If, however, these Th cell responses are not regulated, immune disease ensues. In the glomerulus, this leads to inflammatory impairment, or glomerulonephritis (GN). In GN, disease outcomes have largely been explained around
the Th1–Th2 paradigm. Th1 immunopathology is characterized by an influx of delayed type hypersensitivity (DTH) effectors (macrophages, T cells and fibrin) and IgG subclass switching to IgG1 and IgG3 subclasses (in humans), while Th2 immunopathology is associated with the absence of DTH effectors and a predominance of the IgG4 antibody subclass. The explosive nature of crescentic GN is often associated with the Th1 cell subset exemplified in anti-glomerular basement find more membrane (GBM) GN and pauci-immune crescentic GN while glomerular diseases such as membranous GN are associated with the Th2 cell subset. Some diseases such as IgA nephropathy and lupus nephritis are not exclusively Th1 or Th2 mediated but exhibit heterogeneic characteristics.2 A further distinct subset of Th cells, the Th17 subset, was identified in 2005, called Th17 cells because they produce IL-17A and IL-17F, members of the IL-17 cytokine family.3 Th17 cells
have been implicated in experimental models of organ-specific autoimmune inflammation, and their roles in GN will be the BTK inhibitor manufacturer focus of this review. The discovery of Th17 cells in mice came from studies that documented the effects of IL-12 and IL-23 in experimental murine models of multiple sclerosis, rheumatoid arthritis and inflammatory bowel disease.4–6 In all three models of autoimmune disease, IL-23 played an important role whereby IL-23-deficient, but not IL-12-deficient mice, were completely protected from disease.
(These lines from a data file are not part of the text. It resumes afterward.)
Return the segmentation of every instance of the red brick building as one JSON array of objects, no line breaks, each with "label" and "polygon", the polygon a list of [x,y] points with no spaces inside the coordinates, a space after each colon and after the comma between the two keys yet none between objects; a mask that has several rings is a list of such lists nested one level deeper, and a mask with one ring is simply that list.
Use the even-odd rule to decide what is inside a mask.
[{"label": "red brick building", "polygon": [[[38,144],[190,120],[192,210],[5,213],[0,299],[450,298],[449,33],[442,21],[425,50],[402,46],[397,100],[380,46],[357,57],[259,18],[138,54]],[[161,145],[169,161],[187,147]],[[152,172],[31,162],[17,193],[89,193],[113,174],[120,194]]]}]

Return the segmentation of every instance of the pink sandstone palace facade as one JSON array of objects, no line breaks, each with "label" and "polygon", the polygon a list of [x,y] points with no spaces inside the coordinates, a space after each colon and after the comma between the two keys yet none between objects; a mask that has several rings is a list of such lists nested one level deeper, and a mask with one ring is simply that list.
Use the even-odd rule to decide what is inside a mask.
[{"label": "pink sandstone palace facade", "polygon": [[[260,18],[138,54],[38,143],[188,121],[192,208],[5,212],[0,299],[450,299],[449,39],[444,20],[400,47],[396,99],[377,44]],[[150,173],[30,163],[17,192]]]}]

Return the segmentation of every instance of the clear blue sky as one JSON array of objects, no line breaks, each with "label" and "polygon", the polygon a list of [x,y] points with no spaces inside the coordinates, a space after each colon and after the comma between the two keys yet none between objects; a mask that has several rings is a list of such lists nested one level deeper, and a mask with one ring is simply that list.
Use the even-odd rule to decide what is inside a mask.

IL-12 and IL-23 are heterodimeric cytokines of the same family and share
the same p40 subunit with different second subunits, p35 and p19, respectively.7 Prior to the identification of the p19 subunit and hence Branched chain aminotransferase IL-23, it was believed that IL-12 was the key cytokine in inflammatory diseases as neutralizing antibodies to p40 ameliorated disease in experimental autoimmune encephalomyelitis (EAE) (a mouse model of multiple sclerosis).8,9 IL-12 had been known to direct Th1–IFN-γ responses,10 and it was presumed that inflammatory diseases were caused by an unregulated Th1 response. It was however unexpectedly observed that mice deficient in IFN-γ11 or the receptor for IFN-γ were not protected from EAE.12 Shortly after these paradoxical observations, the IL-23p19 subunit was discovered7 and as mentioned, IL-23 is now regarded as the key cytokine in the pathogenesis of EAE, collagen induced arthritis (CIA) and mouse inflammatory bowel disease. Experimental evidence in EAE showed that IL-23 was responsible for driving the development and expansion of the distinct Th17 subset that produces IL-17A, IL-17F, tumour necrosis factor (TNF)-α and IL-6.